Deze gebeurtenis verwekte natuurlijk een geweldige opschudding, vooral toen bleek, dat de ziel het jeugdige lichaam reeds ontvloden was.
Commissaris Lefsky, door Kees zeer oneerbiedig de Rooie genoemd, was op het terrein aanwezig; hij werd onmiddellijk met het gebeurde in kennis gesteld. De politieman begaf zich snel naar de noodlottige plek en riep om een dokter. Een der toeschouwers baande zich een weg door de talrijke omstanders, vragende, wat er aan de hand was.
‘Is u dokter?’ vroeg Lefsky.
De andere knikte.
‘Mag ik u dan verzoeken dezen bewusteloozen jongeman in gindsche tribune te onderzoeken?’
| |
| |
‘Natuurlijk. Wie helpt hem daarheen dragen?’
Behulpzame handen waren er genoeg en weldra kon de dokter zijn onderzoek beginnen.
Na verloop van eenige minuten stond de arts uit zijn knielende houding op, terwijl hij zich het hoofd ontblootte, welk voorbeeld door alle aanwezigen gevolgd werd.
‘De arme man is niet meer’, zeide de arts. ‘Hoogstwaarschijnlijk is hij aan een hartverlamming gestorven’.
‘Pardon, dokter, u zegt hoogstwaarschijnlijk, u is er dus niet zeker van?’ vroeg Brandhorst.

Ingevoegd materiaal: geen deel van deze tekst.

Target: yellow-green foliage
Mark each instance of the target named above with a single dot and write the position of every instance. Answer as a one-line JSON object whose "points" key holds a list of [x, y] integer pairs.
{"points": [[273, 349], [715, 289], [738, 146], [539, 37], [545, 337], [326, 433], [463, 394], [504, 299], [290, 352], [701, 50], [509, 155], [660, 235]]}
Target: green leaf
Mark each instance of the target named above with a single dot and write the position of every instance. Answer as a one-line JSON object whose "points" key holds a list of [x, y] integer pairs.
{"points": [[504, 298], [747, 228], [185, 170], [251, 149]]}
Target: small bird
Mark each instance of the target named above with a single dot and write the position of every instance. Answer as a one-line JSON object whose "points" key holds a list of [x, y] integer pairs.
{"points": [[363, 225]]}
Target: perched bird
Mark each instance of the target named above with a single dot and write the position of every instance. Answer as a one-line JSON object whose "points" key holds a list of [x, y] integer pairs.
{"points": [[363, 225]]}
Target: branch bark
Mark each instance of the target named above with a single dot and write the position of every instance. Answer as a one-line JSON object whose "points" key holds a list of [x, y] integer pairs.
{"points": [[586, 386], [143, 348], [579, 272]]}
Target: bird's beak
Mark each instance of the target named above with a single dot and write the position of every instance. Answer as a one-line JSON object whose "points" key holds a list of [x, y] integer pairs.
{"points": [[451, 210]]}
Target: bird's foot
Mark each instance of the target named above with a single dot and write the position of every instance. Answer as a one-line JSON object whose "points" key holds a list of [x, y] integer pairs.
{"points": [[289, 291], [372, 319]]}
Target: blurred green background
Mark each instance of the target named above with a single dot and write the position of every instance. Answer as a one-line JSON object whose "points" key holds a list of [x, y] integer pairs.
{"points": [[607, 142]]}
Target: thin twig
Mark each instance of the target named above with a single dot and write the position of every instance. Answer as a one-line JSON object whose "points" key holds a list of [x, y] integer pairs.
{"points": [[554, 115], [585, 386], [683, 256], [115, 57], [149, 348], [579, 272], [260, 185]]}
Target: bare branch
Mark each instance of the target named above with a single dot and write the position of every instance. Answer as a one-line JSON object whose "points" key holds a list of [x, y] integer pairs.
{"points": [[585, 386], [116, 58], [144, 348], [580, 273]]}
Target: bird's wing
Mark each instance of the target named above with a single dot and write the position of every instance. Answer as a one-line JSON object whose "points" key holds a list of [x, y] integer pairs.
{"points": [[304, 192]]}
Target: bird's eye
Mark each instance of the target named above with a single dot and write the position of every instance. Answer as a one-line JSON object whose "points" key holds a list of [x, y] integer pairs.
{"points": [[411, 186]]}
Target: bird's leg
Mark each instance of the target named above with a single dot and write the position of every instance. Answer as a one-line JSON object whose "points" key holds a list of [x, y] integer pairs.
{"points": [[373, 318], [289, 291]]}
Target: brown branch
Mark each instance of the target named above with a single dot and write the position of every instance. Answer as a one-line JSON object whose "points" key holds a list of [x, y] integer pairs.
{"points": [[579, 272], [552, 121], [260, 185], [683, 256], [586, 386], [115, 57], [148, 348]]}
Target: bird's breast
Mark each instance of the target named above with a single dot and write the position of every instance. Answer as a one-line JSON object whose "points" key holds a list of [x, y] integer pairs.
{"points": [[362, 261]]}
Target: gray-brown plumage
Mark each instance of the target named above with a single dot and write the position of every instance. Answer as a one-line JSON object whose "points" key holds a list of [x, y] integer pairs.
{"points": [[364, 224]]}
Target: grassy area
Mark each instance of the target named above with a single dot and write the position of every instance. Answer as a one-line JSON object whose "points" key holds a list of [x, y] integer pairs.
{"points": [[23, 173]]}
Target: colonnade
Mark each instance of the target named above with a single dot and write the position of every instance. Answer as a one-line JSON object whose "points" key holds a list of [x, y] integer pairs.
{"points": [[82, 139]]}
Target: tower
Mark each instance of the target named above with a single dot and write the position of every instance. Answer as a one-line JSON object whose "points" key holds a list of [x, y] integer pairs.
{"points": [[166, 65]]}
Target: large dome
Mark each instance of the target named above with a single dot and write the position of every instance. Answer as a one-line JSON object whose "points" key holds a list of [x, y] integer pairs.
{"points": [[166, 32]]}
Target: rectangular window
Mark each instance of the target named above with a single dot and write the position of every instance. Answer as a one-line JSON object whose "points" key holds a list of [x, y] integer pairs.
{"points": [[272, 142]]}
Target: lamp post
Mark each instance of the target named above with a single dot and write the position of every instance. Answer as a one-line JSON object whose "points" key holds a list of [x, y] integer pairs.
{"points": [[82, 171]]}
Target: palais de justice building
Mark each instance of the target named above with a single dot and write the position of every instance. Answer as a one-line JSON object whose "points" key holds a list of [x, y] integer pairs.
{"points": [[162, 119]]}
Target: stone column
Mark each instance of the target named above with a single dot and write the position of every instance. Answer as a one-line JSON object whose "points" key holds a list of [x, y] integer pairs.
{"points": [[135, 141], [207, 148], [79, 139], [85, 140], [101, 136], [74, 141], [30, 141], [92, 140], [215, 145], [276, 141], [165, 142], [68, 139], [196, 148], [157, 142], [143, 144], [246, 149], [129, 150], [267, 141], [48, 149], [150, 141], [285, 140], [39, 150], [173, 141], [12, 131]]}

Toevallig was de dokter een echte Indo-hater.
‘Wat heb jij met de zaak te maken?’, vroeg hij barsch.
‘Ach, dokter, maakt u zich maar niet kwaad. Die man verbeeldt zich een detective te zijn en denkt natuurlijk, dat er een misdaad heeft plaatsgehad’, schamperde Lefsky.
| |
| |
‘Zeg, als er één verbeelding heeft, dan ben jij het’, barstte Kees los. ‘Hij heeft meer dan eens bewezen de beste speurder van Indië te zijn, terwijl jij tot dusverre alleen maar muskieten gevangen hebt!’
‘Kwajongen, pas op je woorden, want ik ben in functie!’ dreigde de commissaris.
‘Dat laat mij plombière. Als......’
Brandhorst legde zijn kameraad met een handgebaar het zwijgen op.
‘Mijnheer Brandhorst’, mengde neef Jaap zich in het gesprek, ‘is u van oordeel, dat Hans door een misdadige hand gevallen is?’
Leo haalde de schouders op.
‘De heeren zullen mij misschien uitlachen, maar mijn instinct zegt mij, dat hier een moordenaar aan het werk geweest is!’
‘Dan mijnheer Brandhorst heb ik, als naaste bloedverwant van den doode, de eer u op te dragen den misdadiger op te sporen! Als u succes hebt, krijgt u een honorarium van vijfduizend gulden!’
| |
| |
‘Ik neem uw opdracht gaarne aan en begin met u te verzoeken het lijk in het Militaire Hospitaal te laten schouwen’.
‘Uw wensch zal vervuld worden’.
‘U geeft mij met andere woorden een brevet van onbekwaamheid’, stoof de dokter op.
‘Neen, dokter’, antwoordde Brandhorst. ‘Wat u misschien over het hoofd gezien hebt, wordt wellicht door een anderen arts gevonden. Geen haar op mijn hoofd heeft er aan gedacht u te kwetsen’.
‘Ja, dokter, wat der politie niet lukt, wordt altijd door mijn kameraad tot een goed einde gebracht, vraag het maar aan den heer Lefsky!’ riep Kees uit. ‘Waarom zouden er geen officieren van gezondheid zijn, die verder kijken dan uw neus lang is’.
Zonder een woord te zeggen sloeg Leo zijn rechterarm om Kees' middel en trok hem naar den uitgang van de tribune; gedwee ging de onverbeterlijke jongeling mee.
| |
| |
Overeenkomstig Leo's verzoek werd kort daarop het lijk in het hospitaal aan een nauwkeurig onderzoek onderworpen, doch zonder succes.
‘Leo, zou jij je toch vergist hebben?’ vroeg Kees.
‘De tijd zal het leeren’, was het laconieke antwoord.